On Fri, Apr 08, 2022 at 10:41:26AM -0400, Joel Fernandes wrote:
> On Fri, Apr 8, 2022 at 10:34 AM Paul E. McKenney <paulmck@kernel.org> wrote:
> >
> > On Fri, Apr 08, 2022 at 06:42:42AM -0400, Joel Fernandes wrote:
> > > On Fri, Apr 8, 2022 at 12:57 AM Kalesh Singh <kaleshsingh@google.com> wrote:
> > > >
> > > [...]
> > > > @@ -334,15 +334,13 @@ static bool exp_funnel_lock(unsigned long s)
> > > >   * Select the CPUs within the specified rcu_node that the upcoming
> > > >   * expedited grace period needs to wait for.
> > > >   */
> > > > -static void sync_rcu_exp_select_node_cpus(struct work_struct *wp)
> > > > +static void __sync_rcu_exp_select_node_cpus(struct rcu_exp_work *rewp)
> > > >  {
> > > >         int cpu;
> > > >         unsigned long flags;
> > > >         unsigned long mask_ofl_test;
> > > >         unsigned long mask_ofl_ipi;
> > > >         int ret;
> > > > -       struct rcu_exp_work *rewp =
> > > > -               container_of(wp, struct rcu_exp_work, rew_work);
> > > >         struct rcu_node *rnp = container_of(rewp, struct rcu_node, rew);
> > > >
> > > >         raw_spin_lock_irqsave_rcu_node(rnp, flags);
> > > > @@ -417,13 +415,119 @@ static void sync_rcu_exp_select_node_cpus(struct work_struct *wp)
> > > >                 rcu_report_exp_cpu_mult(rnp, mask_ofl_test, false);
> > > >  }
> > > >
> > > > +static void rcu_exp_sel_wait_wake(unsigned long s);
> > > > +
> > > > +#ifdef CONFIG_RCU_EXP_KTHREAD
> > >
> > > Just my 2c:
> > >
> > > Honestly, I am not sure if the benefits of duplicating the code to use
> > > normal workqueues outweighs the drawbacks (namely code complexity,
> > > code duplication - which can in turn cause more bugs and maintenance
> > > headaches down the line).
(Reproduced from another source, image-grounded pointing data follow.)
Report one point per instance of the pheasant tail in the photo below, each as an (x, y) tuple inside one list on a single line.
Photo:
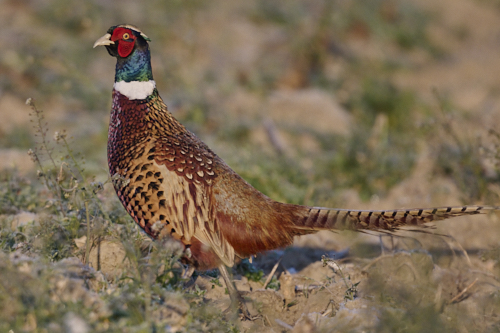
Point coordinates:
[(318, 218)]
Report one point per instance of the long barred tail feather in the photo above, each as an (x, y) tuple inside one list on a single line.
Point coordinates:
[(319, 218)]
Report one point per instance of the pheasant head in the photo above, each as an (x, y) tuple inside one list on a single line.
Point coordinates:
[(130, 47)]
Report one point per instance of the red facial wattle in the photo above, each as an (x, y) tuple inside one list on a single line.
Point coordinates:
[(125, 39)]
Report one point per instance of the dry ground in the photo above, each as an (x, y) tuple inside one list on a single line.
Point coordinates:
[(357, 104)]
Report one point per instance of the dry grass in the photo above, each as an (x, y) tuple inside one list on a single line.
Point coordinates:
[(365, 104)]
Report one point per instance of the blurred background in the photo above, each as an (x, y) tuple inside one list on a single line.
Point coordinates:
[(362, 104)]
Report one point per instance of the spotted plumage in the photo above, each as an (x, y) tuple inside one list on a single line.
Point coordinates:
[(173, 185)]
The code is harder to read and adding more
> > > 30 character function names does not help.
> > >
> > > For something as important as expedited GPs, I can't imagine a
> > > scenario where an RT kthread worker would cause "issues". If it does
> > > cause issues, that's what the -rc cycles and the stable releases are
> > > for. I prefer to trust the process than take a one-foot-in-the-door
> > > approach.
> > >
> > > So please, can we just keep it simple?
> >
> > Yes and no.
> >
> > This is a bug fix, but only for those systems that are expecting real-time
> > response from synchronize_rcu_expedited().  As far as I know, this is only
> > Android.  The rest of the systems are just fine with the current behavior.
> 
> As far as you know, but are you sure?

None of use are sure.  We are balancing risks and potential benefits.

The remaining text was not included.